Dr Dave Reay, of the University of Edinburgh, used the findings to calculate that with the US Senate aiming to increase maize ethanol production sevenfold by 2022, greenhouse gas emissions from transport will rise by 6 per cent.

That is, the massive transfer payments to farmers and political contributors will INCREASE GHG by 6% over the baseline of continuing to use fossil fuels.

…Rapeseed and maize biodiesels were calculated to produce up to 70 per cent and 50 per cent more greenhouse gases respectively than fossil fuels. The concerns were raised over the levels of emissions of nitrous oxide, which is 296 times more powerful as a greenhouse gas than carbon dioxide. Scientists found that the use of biofuels released twice as much as nitrous oxide as previously realised. The research team found that 3 to 5 per cent of the nitrogen in fertiliser was converted and emitted. In contrast, the figure used by the International Panel on Climate Change, which assesses the extent and impact of man-made global warming, was 2 per cent. The findings illustrated the importance, the researchers said, of ensuring that measures designed to reduce greenhouse-gas emissions are assessed thoroughly before being hailed as a solution.

“One wants rational decisions rather than simply jumping on the bandwagon because superficially something appears to reduce emissions,” said Keith Smith, a professor at the University of Edinburgh and one of the researchers.

Maize for ethanol is the prime crop for biofuel in the US where production for the industry has recently overtaken the use of the plant as a food. In Europe the main crop is rapeseed, which accounts for 80 per cent of biofuel production.

Professor Smith told Chemistry World: “The significance of it is that the supposed benefits of biofuels are even more disputable than had been thought hitherto.”

It was accepted by the scientists that other factors, such as the use of fossil fuels to produce fertiliser, have yet to be fully analysed for their impact on overall figures. But they concluded that the biofuels “can contribute as much or more to global warming by N2 O emissions than cooling by fossil-fuel savings”.

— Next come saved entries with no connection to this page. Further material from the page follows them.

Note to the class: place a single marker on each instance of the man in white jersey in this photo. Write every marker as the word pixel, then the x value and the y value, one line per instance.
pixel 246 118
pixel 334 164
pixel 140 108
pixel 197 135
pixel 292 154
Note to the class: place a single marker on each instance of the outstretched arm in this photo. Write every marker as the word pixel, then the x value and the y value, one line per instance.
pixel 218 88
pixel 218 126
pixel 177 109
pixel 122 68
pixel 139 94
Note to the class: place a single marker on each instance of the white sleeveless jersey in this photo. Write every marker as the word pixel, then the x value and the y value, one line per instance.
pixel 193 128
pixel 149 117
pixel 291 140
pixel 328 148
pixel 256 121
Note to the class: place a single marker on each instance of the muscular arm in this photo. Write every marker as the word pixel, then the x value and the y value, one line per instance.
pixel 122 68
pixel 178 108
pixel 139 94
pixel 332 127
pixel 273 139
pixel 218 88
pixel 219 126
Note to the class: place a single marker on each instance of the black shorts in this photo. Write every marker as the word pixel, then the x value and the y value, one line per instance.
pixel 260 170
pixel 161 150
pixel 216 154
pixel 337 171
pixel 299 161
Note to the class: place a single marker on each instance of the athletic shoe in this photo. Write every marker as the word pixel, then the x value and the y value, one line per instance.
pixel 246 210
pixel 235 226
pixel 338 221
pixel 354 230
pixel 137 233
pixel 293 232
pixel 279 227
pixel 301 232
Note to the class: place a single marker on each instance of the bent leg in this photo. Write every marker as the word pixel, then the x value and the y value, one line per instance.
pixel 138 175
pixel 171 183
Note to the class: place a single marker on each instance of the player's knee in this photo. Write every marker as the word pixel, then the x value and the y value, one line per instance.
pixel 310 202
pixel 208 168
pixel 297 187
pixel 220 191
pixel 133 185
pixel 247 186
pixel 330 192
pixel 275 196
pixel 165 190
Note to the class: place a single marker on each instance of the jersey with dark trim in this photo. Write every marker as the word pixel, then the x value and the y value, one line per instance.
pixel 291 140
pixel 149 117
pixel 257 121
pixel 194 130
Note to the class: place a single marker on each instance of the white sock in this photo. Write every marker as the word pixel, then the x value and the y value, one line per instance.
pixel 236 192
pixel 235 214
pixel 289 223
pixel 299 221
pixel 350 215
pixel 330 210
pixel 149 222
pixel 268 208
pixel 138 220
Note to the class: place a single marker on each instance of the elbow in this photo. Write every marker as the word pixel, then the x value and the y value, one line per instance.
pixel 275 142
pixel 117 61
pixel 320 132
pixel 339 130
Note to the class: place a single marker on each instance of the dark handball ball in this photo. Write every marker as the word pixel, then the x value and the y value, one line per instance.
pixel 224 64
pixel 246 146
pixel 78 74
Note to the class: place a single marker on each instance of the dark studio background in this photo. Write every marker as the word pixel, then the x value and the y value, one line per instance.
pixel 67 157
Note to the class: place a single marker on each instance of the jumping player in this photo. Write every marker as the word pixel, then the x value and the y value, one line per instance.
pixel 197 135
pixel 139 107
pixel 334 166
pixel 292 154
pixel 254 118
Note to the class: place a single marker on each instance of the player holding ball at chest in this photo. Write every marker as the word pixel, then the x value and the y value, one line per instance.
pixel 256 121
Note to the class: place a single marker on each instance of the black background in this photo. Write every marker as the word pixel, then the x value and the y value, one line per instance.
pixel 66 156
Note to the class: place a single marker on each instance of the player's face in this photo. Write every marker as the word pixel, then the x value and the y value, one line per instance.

The research is published in the journal Atmospheric Chemistry and Physics, where it has been placed for open review. The research team was formed of scientists from Britain, the US and Germany, and included Professor Paul Crutzen, who won a Nobel Prize for his work on ozone.

Dr Franz Conen, of the University of Basel in Switzerland, described the study as an “astounding insight”.

“It is to be hoped that those taking decisions on subsidies and regulations will in future take N2O emissions into account and promote some forms of ’biofuel’ production while quickly abandoning others,” he told the journal’s discussion board.